On 18 July 2016 at 12:35, Bruce Kellett <bhkell...@optusnet.com.au> wrote:

> On 18/07/2016 12:10 pm, Stathis Papaioannou wrote:
>
> On 18 July 2016 at 11:54, Bruce Kellett <bhkell...@optusnet.com.au>
> wrote:
>
> I have said several times that probability is a problem for the Everettian
>> or MWI view. This is not a problem of defining a measure over a possible
>> infinite number of worlds -- though that is certainly a problem that has
>> not really been solved -- but the main difficulty lies in the observation
>> that probability makes little sense in a situation in which everything
>> possible does happen. So there is no workable notion of probability in the
>> Everettian multiverse.
>>
>> Standard quantum mechanics gets around this in a fairly straightforward
>> way: the "other worlds" in which alternative outcomes occur are  disjoint,
>> with no possible future interaction with the world in which we find
>> ourselves. Such alternative outcomes can thus be safely ignored because
>> they can have no possible effect on the observer or on his future
>> evolution. Decoherence ,and the irreversibility of completed experimental
>> outcomes, thus reduce QM to an effective collapse situation -- there is no
>> physical collapse, but FAPP the other worlds have vanished from existence.
>>
>
>  You seem to be saying that if the copies in the other worlds effectively
> vanish due inaccessibility, this is fundamentally different with regard to
> personal identity compared to the case of duplication within the one world.
> I don't see why that should be so.
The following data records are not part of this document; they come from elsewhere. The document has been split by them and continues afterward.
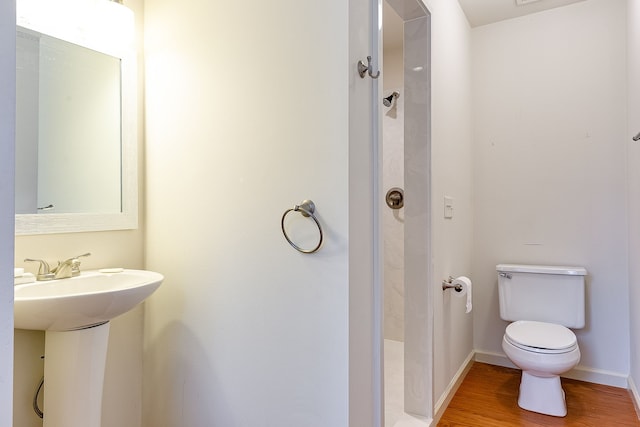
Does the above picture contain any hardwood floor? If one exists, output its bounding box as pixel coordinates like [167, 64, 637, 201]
[438, 362, 640, 427]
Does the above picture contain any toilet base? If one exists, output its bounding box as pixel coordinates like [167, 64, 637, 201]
[518, 371, 567, 417]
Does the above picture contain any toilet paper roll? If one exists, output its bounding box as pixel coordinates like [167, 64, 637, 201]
[451, 276, 473, 313]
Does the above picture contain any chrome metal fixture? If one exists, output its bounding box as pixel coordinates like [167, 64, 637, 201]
[280, 200, 324, 254]
[24, 252, 91, 281]
[385, 187, 404, 209]
[382, 91, 400, 107]
[358, 56, 380, 79]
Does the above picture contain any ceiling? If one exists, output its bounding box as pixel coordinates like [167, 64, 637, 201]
[382, 0, 585, 49]
[458, 0, 584, 27]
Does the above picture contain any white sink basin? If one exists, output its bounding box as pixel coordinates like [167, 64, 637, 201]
[14, 270, 164, 331]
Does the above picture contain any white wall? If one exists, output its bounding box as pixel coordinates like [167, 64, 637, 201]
[625, 0, 640, 400]
[425, 0, 475, 411]
[0, 1, 16, 427]
[13, 0, 144, 427]
[144, 0, 352, 427]
[472, 0, 633, 385]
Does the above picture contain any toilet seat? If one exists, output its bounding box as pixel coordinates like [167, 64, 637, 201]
[504, 320, 578, 354]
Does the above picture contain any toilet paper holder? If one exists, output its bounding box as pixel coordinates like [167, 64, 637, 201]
[442, 276, 462, 292]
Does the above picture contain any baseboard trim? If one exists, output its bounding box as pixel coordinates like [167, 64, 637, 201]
[475, 350, 628, 390]
[431, 351, 475, 426]
[629, 377, 640, 419]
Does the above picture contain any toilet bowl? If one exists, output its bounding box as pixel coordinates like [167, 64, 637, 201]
[502, 320, 580, 417]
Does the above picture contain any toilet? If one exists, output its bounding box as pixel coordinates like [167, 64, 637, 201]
[496, 264, 587, 417]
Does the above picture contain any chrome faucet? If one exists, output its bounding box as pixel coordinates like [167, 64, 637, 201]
[25, 252, 91, 281]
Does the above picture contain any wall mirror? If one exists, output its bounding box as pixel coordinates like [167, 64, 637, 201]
[16, 0, 138, 235]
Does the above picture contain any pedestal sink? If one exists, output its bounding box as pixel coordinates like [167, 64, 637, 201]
[14, 269, 164, 427]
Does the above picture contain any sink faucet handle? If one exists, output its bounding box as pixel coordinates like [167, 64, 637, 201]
[24, 258, 55, 280]
[71, 252, 91, 276]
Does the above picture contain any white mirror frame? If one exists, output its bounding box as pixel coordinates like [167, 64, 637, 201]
[15, 0, 138, 235]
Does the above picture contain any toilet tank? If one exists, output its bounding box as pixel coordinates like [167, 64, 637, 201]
[496, 264, 587, 329]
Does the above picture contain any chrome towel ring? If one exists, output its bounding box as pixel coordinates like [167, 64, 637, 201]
[280, 200, 323, 254]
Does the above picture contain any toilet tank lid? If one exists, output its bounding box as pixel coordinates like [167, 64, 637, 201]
[496, 264, 587, 276]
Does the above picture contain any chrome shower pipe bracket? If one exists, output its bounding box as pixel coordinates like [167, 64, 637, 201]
[442, 276, 462, 292]
[358, 55, 380, 79]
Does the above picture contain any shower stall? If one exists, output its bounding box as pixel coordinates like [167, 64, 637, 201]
[380, 0, 433, 427]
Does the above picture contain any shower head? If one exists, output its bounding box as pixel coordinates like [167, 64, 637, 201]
[382, 91, 400, 107]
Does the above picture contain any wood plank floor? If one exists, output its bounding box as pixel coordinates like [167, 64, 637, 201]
[438, 362, 640, 427]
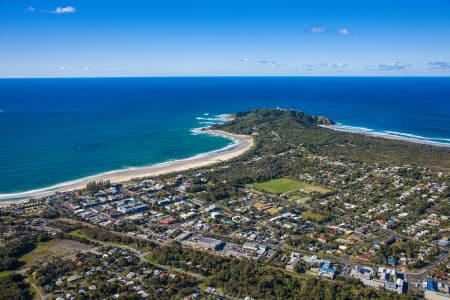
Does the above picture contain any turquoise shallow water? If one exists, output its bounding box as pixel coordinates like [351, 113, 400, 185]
[0, 77, 450, 194]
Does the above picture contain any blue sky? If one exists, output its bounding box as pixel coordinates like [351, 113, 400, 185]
[0, 0, 450, 77]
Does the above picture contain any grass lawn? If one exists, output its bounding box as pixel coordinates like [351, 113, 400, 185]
[253, 178, 331, 194]
[302, 210, 325, 222]
[19, 239, 92, 266]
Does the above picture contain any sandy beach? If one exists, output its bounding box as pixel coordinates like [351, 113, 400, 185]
[319, 125, 450, 148]
[0, 128, 254, 207]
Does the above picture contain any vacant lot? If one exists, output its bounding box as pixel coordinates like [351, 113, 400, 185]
[253, 178, 331, 194]
[19, 239, 92, 265]
[302, 210, 325, 222]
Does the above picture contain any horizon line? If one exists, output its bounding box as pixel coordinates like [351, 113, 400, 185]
[0, 74, 450, 80]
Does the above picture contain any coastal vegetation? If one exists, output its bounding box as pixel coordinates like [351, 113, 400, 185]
[213, 109, 450, 171]
[252, 178, 331, 194]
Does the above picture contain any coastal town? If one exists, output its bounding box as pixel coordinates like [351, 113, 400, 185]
[0, 109, 450, 299]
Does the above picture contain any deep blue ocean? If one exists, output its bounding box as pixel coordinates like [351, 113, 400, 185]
[0, 77, 450, 194]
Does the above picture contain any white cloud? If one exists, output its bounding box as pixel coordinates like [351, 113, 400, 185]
[303, 62, 347, 71]
[34, 6, 77, 15]
[378, 61, 411, 71]
[305, 26, 327, 33]
[53, 6, 77, 14]
[428, 61, 450, 70]
[337, 28, 351, 35]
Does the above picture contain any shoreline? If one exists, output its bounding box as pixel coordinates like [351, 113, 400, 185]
[319, 125, 450, 148]
[0, 127, 254, 208]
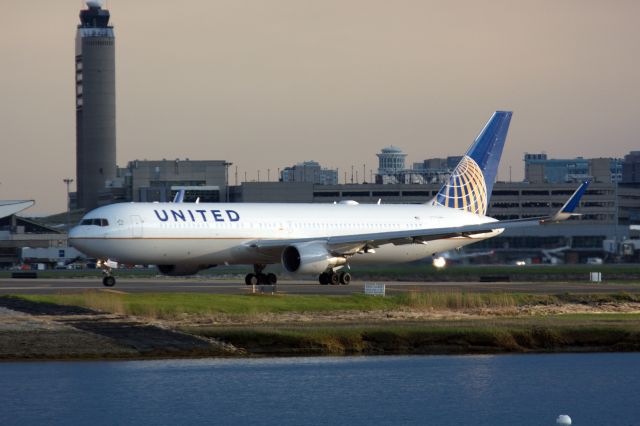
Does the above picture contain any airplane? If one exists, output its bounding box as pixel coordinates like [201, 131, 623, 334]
[69, 111, 589, 287]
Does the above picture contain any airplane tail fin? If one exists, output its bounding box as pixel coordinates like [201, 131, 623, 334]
[431, 111, 512, 215]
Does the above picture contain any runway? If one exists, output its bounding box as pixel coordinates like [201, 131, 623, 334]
[0, 277, 640, 295]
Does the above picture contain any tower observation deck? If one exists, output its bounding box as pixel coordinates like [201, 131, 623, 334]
[75, 0, 116, 209]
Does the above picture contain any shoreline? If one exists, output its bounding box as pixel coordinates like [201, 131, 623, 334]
[0, 296, 640, 362]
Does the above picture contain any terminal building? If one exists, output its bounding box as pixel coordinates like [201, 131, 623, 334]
[280, 161, 338, 185]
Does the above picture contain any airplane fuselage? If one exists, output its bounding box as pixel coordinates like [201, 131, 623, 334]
[69, 203, 501, 265]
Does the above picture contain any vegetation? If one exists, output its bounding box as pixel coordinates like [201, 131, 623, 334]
[184, 315, 640, 355]
[0, 263, 640, 282]
[21, 291, 640, 320]
[8, 291, 640, 356]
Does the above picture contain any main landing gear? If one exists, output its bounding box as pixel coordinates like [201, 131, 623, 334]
[96, 260, 116, 287]
[318, 271, 351, 285]
[244, 265, 278, 285]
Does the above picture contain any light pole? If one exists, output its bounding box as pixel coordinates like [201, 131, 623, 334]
[62, 178, 73, 233]
[224, 161, 232, 203]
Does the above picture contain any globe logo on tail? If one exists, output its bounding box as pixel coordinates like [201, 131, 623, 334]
[432, 155, 487, 215]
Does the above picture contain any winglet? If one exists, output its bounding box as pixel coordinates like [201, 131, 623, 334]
[548, 180, 589, 222]
[173, 189, 185, 203]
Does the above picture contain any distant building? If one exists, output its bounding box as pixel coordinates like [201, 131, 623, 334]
[74, 1, 117, 210]
[280, 161, 338, 185]
[114, 159, 230, 202]
[375, 146, 462, 185]
[524, 153, 622, 183]
[622, 151, 640, 183]
[412, 156, 462, 183]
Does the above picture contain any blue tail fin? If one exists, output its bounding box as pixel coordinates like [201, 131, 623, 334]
[432, 111, 512, 215]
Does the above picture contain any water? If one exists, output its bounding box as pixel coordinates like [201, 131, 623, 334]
[0, 354, 640, 426]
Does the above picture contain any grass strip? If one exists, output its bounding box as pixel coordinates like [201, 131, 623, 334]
[13, 290, 640, 320]
[184, 315, 640, 356]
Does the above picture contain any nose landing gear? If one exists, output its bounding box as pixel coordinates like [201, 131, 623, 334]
[318, 271, 351, 285]
[244, 265, 278, 285]
[96, 259, 116, 287]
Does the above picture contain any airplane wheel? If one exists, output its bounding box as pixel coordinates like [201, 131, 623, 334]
[329, 272, 340, 285]
[102, 275, 116, 287]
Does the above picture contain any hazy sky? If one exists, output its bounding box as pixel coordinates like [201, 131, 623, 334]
[0, 0, 640, 213]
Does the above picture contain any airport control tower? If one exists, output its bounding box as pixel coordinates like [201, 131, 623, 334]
[75, 0, 116, 210]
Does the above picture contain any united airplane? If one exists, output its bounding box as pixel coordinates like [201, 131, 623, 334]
[69, 111, 588, 286]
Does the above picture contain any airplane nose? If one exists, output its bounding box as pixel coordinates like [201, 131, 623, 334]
[67, 226, 80, 248]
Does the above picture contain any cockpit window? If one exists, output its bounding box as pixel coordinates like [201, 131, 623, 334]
[80, 218, 109, 226]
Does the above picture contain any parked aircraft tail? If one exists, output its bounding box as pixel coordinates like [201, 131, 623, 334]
[431, 111, 512, 215]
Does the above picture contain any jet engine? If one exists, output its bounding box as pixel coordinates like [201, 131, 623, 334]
[282, 242, 347, 274]
[157, 265, 216, 277]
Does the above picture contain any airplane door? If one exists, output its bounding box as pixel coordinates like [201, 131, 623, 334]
[129, 215, 142, 238]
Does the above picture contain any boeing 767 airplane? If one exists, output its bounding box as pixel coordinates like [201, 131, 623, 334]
[69, 111, 588, 287]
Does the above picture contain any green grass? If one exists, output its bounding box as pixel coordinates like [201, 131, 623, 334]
[183, 315, 640, 355]
[16, 291, 536, 319]
[0, 263, 640, 283]
[13, 291, 640, 319]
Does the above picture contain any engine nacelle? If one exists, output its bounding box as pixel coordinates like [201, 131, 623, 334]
[157, 265, 216, 277]
[282, 242, 347, 274]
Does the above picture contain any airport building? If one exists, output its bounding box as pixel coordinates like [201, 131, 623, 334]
[74, 0, 116, 209]
[0, 200, 67, 268]
[524, 153, 623, 183]
[115, 159, 231, 204]
[280, 161, 338, 185]
[376, 146, 462, 185]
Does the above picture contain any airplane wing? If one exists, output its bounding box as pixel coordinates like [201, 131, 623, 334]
[247, 181, 589, 255]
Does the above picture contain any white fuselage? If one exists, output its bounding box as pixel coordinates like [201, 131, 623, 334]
[69, 203, 501, 265]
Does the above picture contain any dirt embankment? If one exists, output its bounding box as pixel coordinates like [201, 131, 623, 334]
[0, 297, 640, 360]
[0, 297, 239, 360]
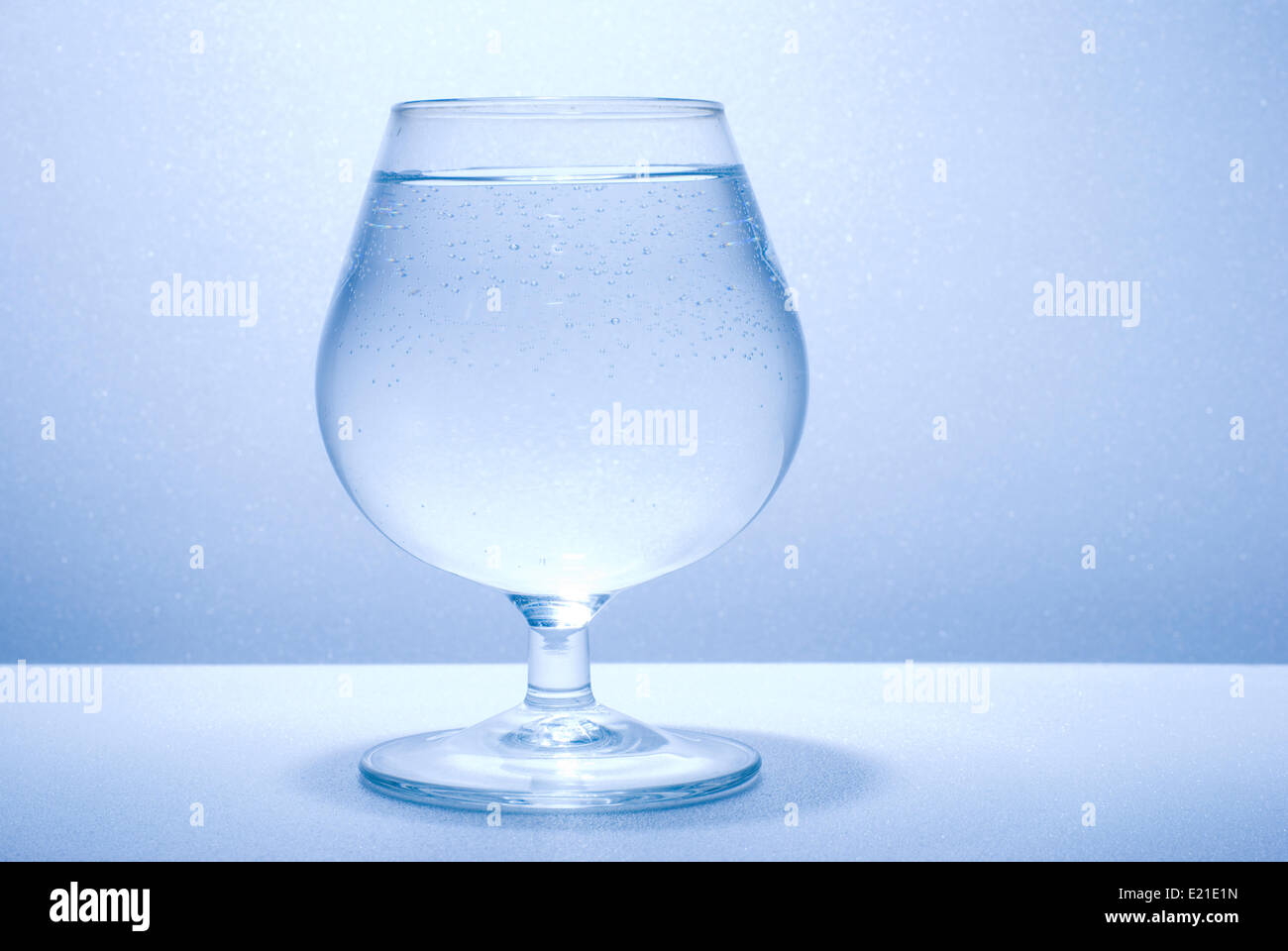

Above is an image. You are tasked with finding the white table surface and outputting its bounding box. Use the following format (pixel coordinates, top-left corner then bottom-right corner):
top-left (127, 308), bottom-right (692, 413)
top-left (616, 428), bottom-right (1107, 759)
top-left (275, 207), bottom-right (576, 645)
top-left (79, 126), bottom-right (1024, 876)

It may solve some practical problems,
> such as which copy gets the possessions of the original, but these are not
> fundamental problems with personal identity.
>
>
> Practical problems are what is at stake in personal identity, and the
> inaccessibility of other worlds solves these because we only look for a
> closest continuer in the world we actually inhabit -- all others are
> irrelevant for any purposes whatsoever. A theory of personal identity has
> to solve practical problems, and to accord with our expectations and
> intuitions in difficult cases. That is why person duplication scenarios are
> a problem for a satisfactory theory.
>

Practical problems are very important but they do not necessarily impact on
personal identity. If God grants me a vision of my copies in other worlds
that would be interesting, but it would not make me change my view of
personal identity in general or my identity in particular given that I
already believed those copies were out there anyway.

"Closest continuer theory" should not be presented as if it is the standard
philosophical position on personal identity, let alone the only correct
one. It has serious inherent problems, eg. it implies that if two identical
copies of you are made in a duplication experiment then there is no closest
continuer and you have not survived.